Experimental viable cell count and time course of specific growth rates. (a) Growth profiles of CHO‐DG44 for 29 experimental conditions (see supplementary Table SI) with various cell growth behaviors. The cells were cultivated in a 2 L bioreactor operated in fed‐batch mode for 14 days. Black arrow: Start of nutrient feeding with a predetermined rate. (b) Specific growth rate of the 29 experimental conditions after data cleaning (Fig. 2) for the calibration dataset and the cross validation dataset.

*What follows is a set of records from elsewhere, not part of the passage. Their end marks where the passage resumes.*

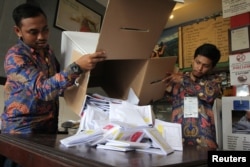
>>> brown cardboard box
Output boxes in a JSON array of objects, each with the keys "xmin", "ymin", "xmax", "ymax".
[{"xmin": 61, "ymin": 0, "xmax": 176, "ymax": 114}]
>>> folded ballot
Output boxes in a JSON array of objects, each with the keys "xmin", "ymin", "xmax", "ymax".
[{"xmin": 60, "ymin": 130, "xmax": 103, "ymax": 147}]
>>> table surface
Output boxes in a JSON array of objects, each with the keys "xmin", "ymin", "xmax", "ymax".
[{"xmin": 0, "ymin": 134, "xmax": 213, "ymax": 167}]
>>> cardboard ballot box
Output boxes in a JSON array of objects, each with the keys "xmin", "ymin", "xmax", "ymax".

Data Cleaning and Determination of the Number of Metabolic Phases

We applied the outlier identification methodology based on the PCA on our dataset for days 0, 1, and 2 separately. From a total of 404 data points, 86 data points are from days 0, 1, and 2. From these 47 outliers were identified by using PCA and removed from the dataset. Based on the two extra constraints added to our data cleaning procedure from day 3 to 14, data points with depletion of metabolites and/or with viability lower than 50% throughout the cell culture production were also removed from the dataset resulting in a total of 215 remaining data points. This cleaned dataset was partitioned into two datasets based on the growth rate profiles of each experimental condition: 115 data points (calibration dataset) with a wide range of experimental conditions as specified in the Supplementary Table SI and 100 data points (cross validation dataset) with similar experimental conditions. The cross validation dataset contains experimental conditions within the design space of the calibration dataset. From the calibration dataset, two distinct clusters, which correspond to the breakpoints, were identified based on recursive partitioning and hierarchical clustering as described above (Fig. 3): one (Bp1) at a growth rate of 0.54 ± 0.06 day−1 and a second one (Bp2) at −0.08 ± 0.06 day−1. The first breakpoint was identified for all metabolites. The second breakpoint was only identified for proline, valine, leucine, methionine, tyrosine, threonine, cysteine, asparagine, lysine, glutamate, lactate, and mAb. Hence, to avoid over fitting during the calibration of the segmented linear regression, the maximum number of breakpoints to identify was set to two.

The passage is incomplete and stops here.